Earlier this month, Fitbit quietly rolled out blood oxygen monitoring to five of its devices: the Versa, Versa 2, Versa Lite, Ionic and Charge 3. (Interestingly, Apple said its Apple Watch is capable of doing so, but it is still must be released for that device.)
Why is this important? Because your oxygen level in the blood indicates how well oxygen is distributed throughout your body, which is important to ensure that your organs are working properly.
Monitoring your oxygen levels is useful during both exercises (to see how your body adjusts during intensive HIIT training or a long walk, for example) and sleep (when it might help with early detection of underlying health problems) . Until now, Fitbit has only made blood oxygen monitoring available under the sleeping area of the app, and presents the data at a general level, so don't expect to see exact oxygen levels per hour in your bloodstream. [1
If you own one of the five Fitbit devices that have received this feature, make sure that your app has been updated with the most recent software version. To check:
- Open the Fitbit mobile app and tap in the top left corner of your avatar.

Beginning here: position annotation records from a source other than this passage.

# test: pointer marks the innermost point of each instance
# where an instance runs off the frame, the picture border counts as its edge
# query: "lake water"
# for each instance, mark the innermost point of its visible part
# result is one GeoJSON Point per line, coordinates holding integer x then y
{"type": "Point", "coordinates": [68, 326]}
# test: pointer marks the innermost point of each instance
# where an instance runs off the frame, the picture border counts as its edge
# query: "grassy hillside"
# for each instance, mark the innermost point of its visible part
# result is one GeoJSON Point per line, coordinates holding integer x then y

- Select the Fitbit device that you want to update. If there is an Update icon on this main page, it means that an update is available. If you don't see one, the app is probably already updated or not yet received over the air.
Make sure your Fitbit device is paired, nearby to update. on your phone and has enough battery to perform the update. Ideally, you should leave your Fitbit on the charging station, because updates can take a few minutes to an hour, depending on the last time you updated the device and the speed of your internet connection.
After the update, you do not need & # 39; t have to do much else to make blood oxygen monitoring possible. Just wear your Fitbit to sleep. The data must be available to you in the sleeping area of your Fitbit app when you wake up.
To view the data, open the mobile app and view your daily summary. Sleep should be one of the categories of data that is kept while you wear the Fitbit. If you scroll down past the hours and sleep phases, you should see a section called Estimated Oxygen Variation. Keep in mind that the function is still in the rollout phase, so if you don't see it yet, keep your Fitbit in sleep mode and come back.
If you do not see your sleep registration information on the apps of your app at all home screen:
- Scroll to the end of your Today tab and click the black Discover button.
- Tap "Health and fitness statistics" and select "Sleep" to open the section manually.
The estimated oxygen variation is presented as a graph that indicates how much variation occurred during the hours that you slept. This is how your body distributes oxygen in your bloodstream. You will notice that Fitbit chooses to generalize the data presented by indicating whether there is a large or small variation in your oxygen level in the blood. (There are many reasons for this, one important is that Fitbit does not want this data to be used for medical diagnoses.)
If you notice consistent, large variations in your sleep, contact a doctor to do further testing done . The underlying causes can be anything from depression, high blood pressure, sleep apnea or just a very tiring week – so before you go crazy seeing those big variations, check your levels for a few weeks before talking to your doctor.